I cut school in the mid-70’s and was walking up 42nd Street. Imagine my shock when one of the theaters had a double-bill of HORROR OF DRACULA and CURSE OF FRANKENTSTEIN, 2 films from the late 1950’s!

If the street wasn’t riddled with bums, hookers and drug dealers, I would have thought I stepped into a time machine.

42ndStreetMemories on April 5, 2006 at 2:46 am

When we crank up that Time Machine, drop me off on the “old 42nd Street” in the late 50s to late 60s. It was more “mainstream” than your time in the 70s-80s but with some of the most creative programming in town. Mostly, geared for the blue collar audience. (With the exception of the Apollo).

The Empire was already known for eclectic double/triple bills even before The Undertaker & His Pals/Corpse Grinders days.

Check out my July 2005 posting for their double bill celebrating the Debbie Reynolds-Eddie Fisher-Liz mess.

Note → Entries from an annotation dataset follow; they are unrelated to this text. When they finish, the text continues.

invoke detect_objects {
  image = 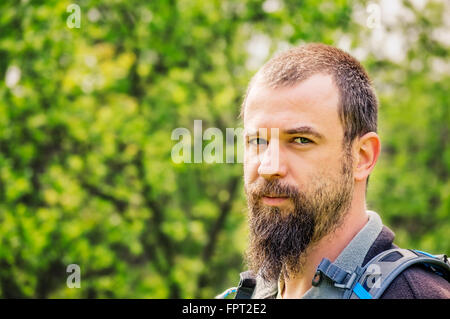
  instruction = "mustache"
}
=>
[246,179,299,199]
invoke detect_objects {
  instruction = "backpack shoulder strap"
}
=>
[344,248,450,299]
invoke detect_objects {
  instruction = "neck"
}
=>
[281,191,368,298]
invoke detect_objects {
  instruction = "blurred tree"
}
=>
[0,0,450,298]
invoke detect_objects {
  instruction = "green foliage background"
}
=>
[0,0,450,298]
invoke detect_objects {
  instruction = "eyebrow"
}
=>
[245,125,324,139]
[283,126,324,139]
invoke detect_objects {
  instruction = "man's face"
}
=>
[244,74,354,279]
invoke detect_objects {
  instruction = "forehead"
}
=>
[244,74,342,135]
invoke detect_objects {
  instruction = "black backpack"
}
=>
[221,248,450,299]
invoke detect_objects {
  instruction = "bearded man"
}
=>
[234,44,450,298]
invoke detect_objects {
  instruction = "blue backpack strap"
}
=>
[344,248,450,299]
[312,248,450,299]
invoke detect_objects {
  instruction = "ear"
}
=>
[353,132,381,181]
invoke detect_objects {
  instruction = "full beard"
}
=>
[245,154,353,281]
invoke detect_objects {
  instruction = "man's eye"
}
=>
[248,137,267,145]
[294,137,312,144]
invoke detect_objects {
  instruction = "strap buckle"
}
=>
[334,272,356,289]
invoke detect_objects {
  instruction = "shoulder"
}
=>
[381,265,450,299]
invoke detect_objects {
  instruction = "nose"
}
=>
[258,137,287,180]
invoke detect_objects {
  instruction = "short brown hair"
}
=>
[241,43,378,145]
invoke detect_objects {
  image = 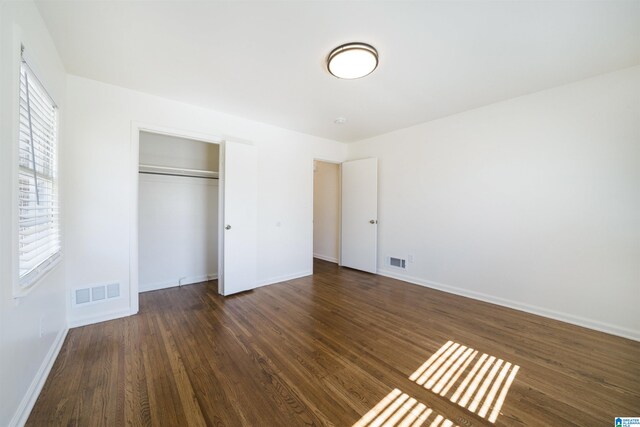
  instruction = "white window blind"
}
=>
[18,62,60,287]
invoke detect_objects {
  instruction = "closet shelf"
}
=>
[138,164,218,179]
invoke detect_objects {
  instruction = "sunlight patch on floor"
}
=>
[409,341,520,423]
[353,388,457,427]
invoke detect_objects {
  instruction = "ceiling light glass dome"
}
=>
[327,43,378,79]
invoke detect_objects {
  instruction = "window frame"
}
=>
[11,45,62,298]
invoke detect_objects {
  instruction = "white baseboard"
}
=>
[313,253,338,264]
[69,308,136,328]
[139,273,218,292]
[9,328,69,427]
[256,270,313,288]
[378,269,640,341]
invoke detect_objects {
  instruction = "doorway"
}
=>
[313,160,340,264]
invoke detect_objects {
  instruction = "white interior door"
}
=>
[340,159,378,273]
[219,141,258,295]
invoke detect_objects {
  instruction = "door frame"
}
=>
[129,121,225,314]
[309,157,343,274]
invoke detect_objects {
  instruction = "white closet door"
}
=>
[340,159,378,273]
[220,141,258,295]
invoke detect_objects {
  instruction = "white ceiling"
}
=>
[37,0,640,142]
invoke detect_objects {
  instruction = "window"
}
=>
[18,62,60,287]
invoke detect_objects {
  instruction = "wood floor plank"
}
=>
[27,260,640,427]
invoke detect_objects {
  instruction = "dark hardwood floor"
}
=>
[28,260,640,427]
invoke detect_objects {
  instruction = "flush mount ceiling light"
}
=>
[327,43,378,79]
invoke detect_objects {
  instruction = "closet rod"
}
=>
[138,171,218,179]
[138,164,218,179]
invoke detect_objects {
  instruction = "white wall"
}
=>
[138,132,220,292]
[0,1,67,426]
[62,76,346,325]
[313,161,340,263]
[138,176,218,292]
[140,132,220,172]
[349,67,640,339]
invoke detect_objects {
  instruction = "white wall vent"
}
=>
[71,283,120,306]
[388,256,407,269]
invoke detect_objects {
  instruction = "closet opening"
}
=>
[138,131,220,292]
[313,160,340,270]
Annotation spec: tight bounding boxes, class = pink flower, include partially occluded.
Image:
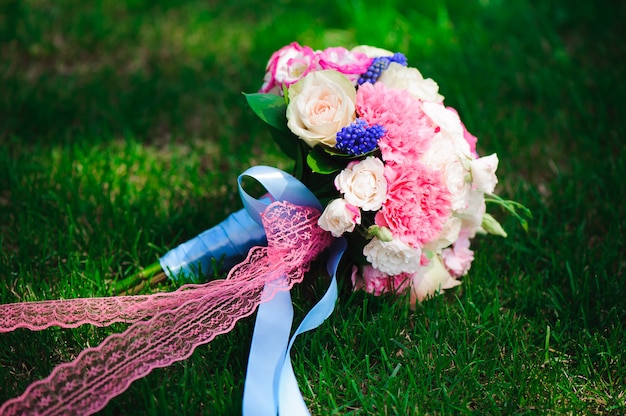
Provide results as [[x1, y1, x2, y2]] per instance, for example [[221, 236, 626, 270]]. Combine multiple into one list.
[[317, 47, 373, 82], [352, 265, 412, 296], [260, 42, 318, 94], [356, 82, 437, 163], [375, 162, 452, 248], [441, 228, 474, 277]]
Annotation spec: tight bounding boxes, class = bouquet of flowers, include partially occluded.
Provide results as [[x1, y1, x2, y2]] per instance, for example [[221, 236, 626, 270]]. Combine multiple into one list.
[[0, 43, 527, 415], [247, 42, 515, 304]]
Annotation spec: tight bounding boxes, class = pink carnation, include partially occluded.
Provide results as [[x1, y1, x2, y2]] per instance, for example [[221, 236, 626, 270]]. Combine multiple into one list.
[[356, 82, 438, 163], [375, 162, 452, 248], [352, 265, 412, 296], [317, 47, 373, 82], [260, 42, 318, 94], [441, 228, 474, 277]]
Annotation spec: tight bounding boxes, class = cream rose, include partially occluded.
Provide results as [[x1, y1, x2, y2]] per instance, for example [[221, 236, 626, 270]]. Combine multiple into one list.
[[317, 199, 361, 237], [470, 153, 498, 194], [411, 256, 461, 305], [378, 62, 443, 103], [420, 133, 472, 212], [363, 237, 422, 276], [335, 156, 387, 211], [287, 70, 356, 147]]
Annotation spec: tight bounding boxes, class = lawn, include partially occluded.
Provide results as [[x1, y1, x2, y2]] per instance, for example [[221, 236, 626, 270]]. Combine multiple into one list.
[[0, 0, 626, 415]]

I can recall individual films that I saw back then but piecing the double features together is tough. I’ve checked all of the NY Times from the 50s-60s and Cue Magazines from the 60s and cannot find any listings for the Empire. Too bad but the quest continues. Any leads are appreciated.

Ed Solero
Ed Solero on April 4, 2006 at 5:41 pm

I, for one, enjoyed the hell out of the “old 42nd Street” and, while it could indeed be a scary place to visit (particularly the theaters on the south side of the street), I’d have some of those old double and triple features again! I particularly miss the showmanship and the flair with which many of these theaters tried to lure us in. I always found any trip there to be a thrilling event and the proactively involved patrons of those grinders usually guaranteed your money’s worth regardless of the quality that actually showed up on screen! And some of those features on the bottom of the bill (in ragged prints that seemed to have been kicked around up and down the block for years) were pretty spectacular in their audacious perversity. This was the real avant garde of independent film making in the pre-Mirimax days of the ‘70’s and '80’s.

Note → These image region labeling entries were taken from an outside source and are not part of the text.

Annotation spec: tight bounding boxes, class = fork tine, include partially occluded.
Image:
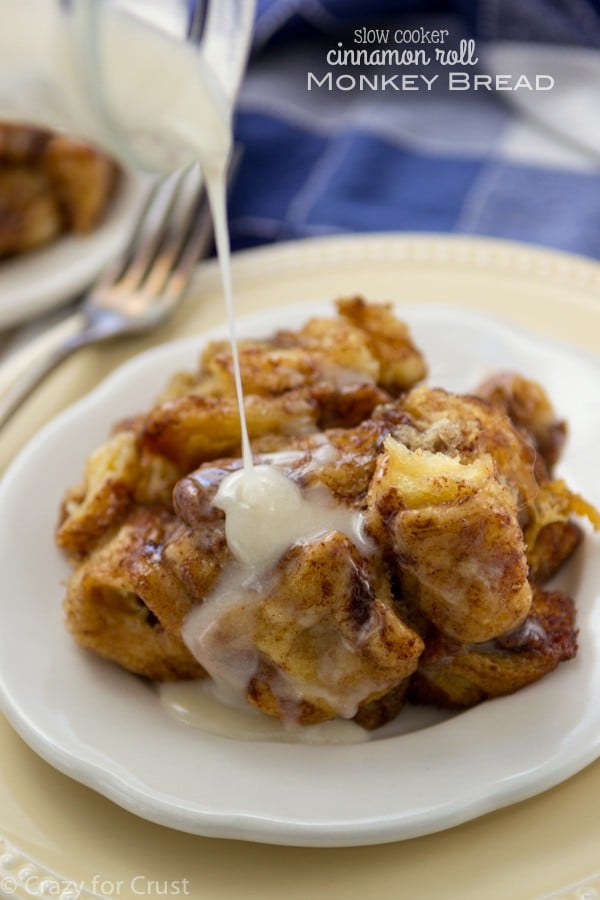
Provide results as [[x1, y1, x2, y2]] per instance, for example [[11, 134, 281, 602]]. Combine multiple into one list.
[[108, 170, 192, 294], [140, 164, 207, 296]]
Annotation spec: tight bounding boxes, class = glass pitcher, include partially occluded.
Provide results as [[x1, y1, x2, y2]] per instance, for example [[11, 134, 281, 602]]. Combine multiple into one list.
[[0, 0, 255, 172]]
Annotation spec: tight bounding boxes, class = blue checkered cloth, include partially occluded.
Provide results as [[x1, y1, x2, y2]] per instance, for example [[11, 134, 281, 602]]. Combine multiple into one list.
[[230, 0, 600, 259]]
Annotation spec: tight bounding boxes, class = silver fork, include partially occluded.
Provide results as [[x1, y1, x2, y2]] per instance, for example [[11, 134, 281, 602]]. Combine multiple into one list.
[[0, 164, 212, 428]]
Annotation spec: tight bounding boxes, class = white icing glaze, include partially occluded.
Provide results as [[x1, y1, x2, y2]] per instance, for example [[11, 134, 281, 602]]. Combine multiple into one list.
[[158, 678, 370, 744], [214, 466, 371, 573]]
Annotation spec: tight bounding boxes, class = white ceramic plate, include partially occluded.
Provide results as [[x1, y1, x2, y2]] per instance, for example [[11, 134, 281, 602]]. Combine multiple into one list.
[[0, 303, 600, 846], [0, 173, 144, 328]]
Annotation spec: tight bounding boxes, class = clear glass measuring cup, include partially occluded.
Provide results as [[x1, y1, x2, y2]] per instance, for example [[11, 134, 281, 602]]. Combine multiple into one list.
[[0, 0, 255, 172]]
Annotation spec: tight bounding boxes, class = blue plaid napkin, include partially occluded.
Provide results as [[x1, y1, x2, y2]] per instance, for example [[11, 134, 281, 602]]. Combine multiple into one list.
[[230, 0, 600, 259]]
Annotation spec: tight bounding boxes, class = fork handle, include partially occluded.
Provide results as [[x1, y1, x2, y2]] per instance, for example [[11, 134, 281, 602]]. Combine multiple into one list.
[[0, 311, 87, 429]]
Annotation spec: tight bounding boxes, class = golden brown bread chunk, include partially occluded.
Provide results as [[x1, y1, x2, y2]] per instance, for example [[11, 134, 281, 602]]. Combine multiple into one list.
[[476, 372, 567, 472], [65, 509, 204, 681], [57, 298, 600, 728], [43, 135, 119, 234], [182, 532, 423, 725], [0, 166, 63, 257], [0, 123, 119, 257], [410, 589, 577, 708], [369, 437, 531, 643]]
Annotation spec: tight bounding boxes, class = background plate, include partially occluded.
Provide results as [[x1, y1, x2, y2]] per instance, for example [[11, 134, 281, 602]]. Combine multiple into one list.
[[0, 172, 144, 328]]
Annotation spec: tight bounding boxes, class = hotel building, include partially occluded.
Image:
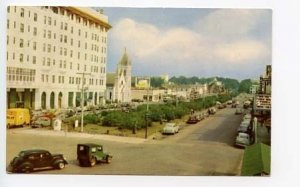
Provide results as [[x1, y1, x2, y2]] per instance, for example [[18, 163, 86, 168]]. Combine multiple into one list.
[[6, 6, 111, 109]]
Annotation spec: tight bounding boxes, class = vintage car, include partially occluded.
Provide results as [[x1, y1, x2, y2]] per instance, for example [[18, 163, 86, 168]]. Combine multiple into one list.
[[77, 143, 112, 167], [208, 107, 217, 115], [235, 132, 251, 147], [162, 123, 179, 134], [30, 117, 51, 128], [7, 149, 68, 173], [186, 116, 200, 124], [235, 108, 244, 115]]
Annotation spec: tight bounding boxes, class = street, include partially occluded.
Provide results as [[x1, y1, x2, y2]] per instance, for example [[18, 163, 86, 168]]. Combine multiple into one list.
[[6, 107, 243, 176]]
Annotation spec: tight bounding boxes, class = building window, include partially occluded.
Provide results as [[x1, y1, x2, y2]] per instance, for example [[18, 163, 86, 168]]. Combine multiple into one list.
[[20, 8, 24, 17], [33, 13, 37, 21], [32, 56, 36, 64], [20, 23, 24, 32], [33, 42, 36, 50], [48, 17, 52, 25], [20, 39, 24, 48], [33, 27, 37, 36], [20, 53, 23, 62]]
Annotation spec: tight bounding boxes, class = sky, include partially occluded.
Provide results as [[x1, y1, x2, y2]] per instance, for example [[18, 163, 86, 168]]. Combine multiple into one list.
[[103, 7, 272, 80]]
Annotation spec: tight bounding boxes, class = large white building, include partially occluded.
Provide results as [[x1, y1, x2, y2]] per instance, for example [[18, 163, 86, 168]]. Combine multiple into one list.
[[6, 6, 111, 109], [106, 50, 131, 103]]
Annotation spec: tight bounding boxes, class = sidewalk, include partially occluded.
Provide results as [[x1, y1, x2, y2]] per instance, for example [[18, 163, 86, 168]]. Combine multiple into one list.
[[8, 128, 148, 144]]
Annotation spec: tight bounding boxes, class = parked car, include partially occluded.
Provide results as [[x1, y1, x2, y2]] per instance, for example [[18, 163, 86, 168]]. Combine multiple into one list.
[[162, 123, 179, 134], [8, 149, 68, 173], [6, 108, 30, 129], [30, 117, 51, 128], [208, 107, 217, 114], [235, 132, 251, 147], [237, 126, 250, 134], [186, 116, 200, 124], [235, 108, 243, 115], [218, 104, 226, 109], [77, 143, 112, 167]]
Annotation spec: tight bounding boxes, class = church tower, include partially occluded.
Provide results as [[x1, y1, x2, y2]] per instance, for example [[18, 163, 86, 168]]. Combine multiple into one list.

AlexNYC on April 1, 2006 at 3:00 pm

I appreciate what AMC did to preserve the facade and the front of the old Empire theater. I wish more theaters facing demolition would be fortunate enough to survive with such a similar compromise.

Bway on February 27, 2006 at 11:52 am

Here’s some great photos of the Empire in the “old 42nd St” from the 70’s and 80’s. I really don’t think I’d want to go back to that:

Bway on February 27, 2006 at 4:52 am

Wow, very nice Ed! Thanks for sharing.
I always liked this theater. I have been there a few times, and think the old theater interior is fascinating. I had never experienced anything close to the description given above.

Ed Solero
Ed Solero on February 26, 2006 at 11:18 am

I was on 42nd Street the other night taking in a show at the New Victory down the block with my kids and I took a couple of shots of the Empire. Nothing Earth-shattering, but I thought it was cool how you can see the original auditorium dome through the arched array of windows on the facade of the building.

Facade at night
Through the windows

PCino on February 25, 2006 at 5:13 pm

I had the opportunity to visit this great megaplex during my
spring break of 2005. It was truly awe inspiring. If I remembered
correctly, I saw Assault on Precinct 13.
PS. Don’t remember any drug dealings tho.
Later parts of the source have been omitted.